Wednesday-Friday, August 6-8, 2008

 

On Wednesday, Judy needed to be in Lafayette, and Carl spent the day with friends in North Manchester. On Thursday, Carl was able to visit the hospital with Dorotha and Joe Fry Mason. The reports are that the therapy went very well both days.

 

Today (Friday) was the day for putting in a stomach tube to assist Doreen’s eating. Although we expected the procedure to be done at 10:30 a.m., we were told on Tuesday that the time was changed to 8:30. So we left North Manchester at 6:30 to get to the hospital by 7:30 to accompany Doreen. When we arrived, we found out that there were glitches in the plan, because Doreen apparently pulled out her PCC line overnight (although she was sure a nurse had done it—there was no record of that). Because the line was out, she did not get her IV nutrition most of the night. Because the IV nutrition is basically sugar water, it raises her blood-sugar level, which means she needs insulin. Because she did not get the IV nutrition beginning at 1:30 or so, she had gotten insulin she didn’t need, and her blood-sugar level was now too low. This is one of the benefits of the stomach tube—she should be able to get back to normal blood-sugar regulation!

 

After the hospital gave Doreen an injection of dextrose, we headed to another hospital (Parkview) to get the procedure done. When we got there, we ended up waiting a long time, until the doctor came to do the procedure at the time we were originally were told—10:30. But before they did the procedure, they found out the blood-sugar level was very low again, so they needed to give more dextrose.
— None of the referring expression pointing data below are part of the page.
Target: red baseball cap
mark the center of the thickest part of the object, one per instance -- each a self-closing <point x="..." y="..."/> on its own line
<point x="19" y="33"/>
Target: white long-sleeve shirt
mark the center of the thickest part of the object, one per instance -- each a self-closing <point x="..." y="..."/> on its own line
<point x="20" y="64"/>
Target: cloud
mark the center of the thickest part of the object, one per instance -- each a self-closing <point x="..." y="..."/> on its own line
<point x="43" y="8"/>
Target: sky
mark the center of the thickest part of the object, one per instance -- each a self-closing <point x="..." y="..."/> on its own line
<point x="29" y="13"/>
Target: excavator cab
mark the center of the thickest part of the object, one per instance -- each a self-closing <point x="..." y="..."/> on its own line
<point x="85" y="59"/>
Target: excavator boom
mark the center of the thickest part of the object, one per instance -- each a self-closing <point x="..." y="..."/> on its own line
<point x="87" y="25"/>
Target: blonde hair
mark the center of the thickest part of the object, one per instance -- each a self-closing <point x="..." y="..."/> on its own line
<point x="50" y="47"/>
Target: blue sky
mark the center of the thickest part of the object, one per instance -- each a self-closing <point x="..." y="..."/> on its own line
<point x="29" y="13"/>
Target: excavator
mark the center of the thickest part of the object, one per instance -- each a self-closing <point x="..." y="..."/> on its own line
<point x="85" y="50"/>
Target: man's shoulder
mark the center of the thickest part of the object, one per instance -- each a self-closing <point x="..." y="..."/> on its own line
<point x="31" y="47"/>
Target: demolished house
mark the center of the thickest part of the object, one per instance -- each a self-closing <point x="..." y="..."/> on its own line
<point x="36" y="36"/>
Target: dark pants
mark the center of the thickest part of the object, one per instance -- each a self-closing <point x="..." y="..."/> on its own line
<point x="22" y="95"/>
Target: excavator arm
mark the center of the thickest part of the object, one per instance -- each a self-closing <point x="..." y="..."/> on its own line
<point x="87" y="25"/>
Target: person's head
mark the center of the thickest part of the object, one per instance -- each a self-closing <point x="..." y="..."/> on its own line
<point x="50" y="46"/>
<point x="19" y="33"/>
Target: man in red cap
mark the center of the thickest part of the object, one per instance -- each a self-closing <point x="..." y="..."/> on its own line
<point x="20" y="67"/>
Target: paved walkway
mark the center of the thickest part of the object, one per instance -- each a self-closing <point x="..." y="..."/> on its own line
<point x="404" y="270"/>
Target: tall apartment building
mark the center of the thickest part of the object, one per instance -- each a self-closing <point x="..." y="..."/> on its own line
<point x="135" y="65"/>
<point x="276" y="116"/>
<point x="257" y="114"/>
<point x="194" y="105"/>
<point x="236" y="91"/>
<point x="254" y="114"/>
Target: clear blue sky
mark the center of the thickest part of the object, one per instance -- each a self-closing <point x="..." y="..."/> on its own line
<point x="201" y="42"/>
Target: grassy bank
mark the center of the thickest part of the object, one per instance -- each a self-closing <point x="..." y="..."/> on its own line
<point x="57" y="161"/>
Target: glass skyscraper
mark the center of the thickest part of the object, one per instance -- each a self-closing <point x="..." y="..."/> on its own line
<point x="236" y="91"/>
The procedure went very well, but it took a long time for Doreen to wake up. When she finally started to come back to the present, her blood-sugar had dropped again. But an advantage of that was that she did something she hadn’t done for weeks—talk about food! She talked about oatmeal and hash browns. (The hospital ordered oatmeal for her supper. We will ask tomorrow if she actually ate it.)

 

After talking with different doctors and trying other things, more dextrose was given, and Doreen really started to wake up, so after 6 ½ hours we got back to Progressive, even thought we expected the procedure and transport to take 45 minutes. Now we will see if the procedure will help with eating. She will still be able to take food by mouth, but they will provide a steady input of nutrition through the tube. If she takes enough by mouth, they can stop using the tube.

 

Carl and Judy will be able to visit daily for a few days now and will send updates as we see the progress.